Of the Arms of the Parthians
It is a remarkable thing about the Parthians that their fighting was most deadly when they appeared to be running away. They would turn in full flight and loose their arrows backward with as much precision and force as they had when charging — perhaps more, for the pursuing enemy, flushed with the confidence of pursuit, was less guarded. The Romans, who prided themselves on standing firm and meeting the enemy face to face, found this manner of war peculiarly difficult to answer.
I find in this a useful lesson about the nature of effectiveness, which has no necessary connection with the appearance of virtue. We admire the soldier who holds his ground, who plants his feet and does not yield — and rightly, for there is beauty in that. But the soldier who retreats and kills as he retreats is no less dangerous, and may accomplish more. Our admiration for the handsome form of a thing sometimes blinds us to what the thing actually achieves.
“The Parthians thought it no shame to flee, and in fleeing to conquer — they made of retreat itself a weapon keener than any sword.”

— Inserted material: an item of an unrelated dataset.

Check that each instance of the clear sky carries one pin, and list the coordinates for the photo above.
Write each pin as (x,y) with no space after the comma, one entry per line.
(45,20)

War is a school in adaptation. The general who can only fight as he was taught to fight, in the conditions he expects, is already half defeated. Caesar’s greatness lay not only in his boldness but in his faculty of revision — he encountered a new difficulty and did not insist that it conform to his prior knowledge of difficulties. He read what was in front of him.
The same principle holds beyond war. In argument, in commerce, in all the contests of life, the man who can work obliquely, who can accomplish his purpose by apparently moving away from it, has a resource that the merely frontal attacker lacks. I do not say this recommends dishonesty — the Parthians were not dishonest, they were simply intelligently inconvenient to their enemies. There is a considerable difference between deception and the refusal to be predictable.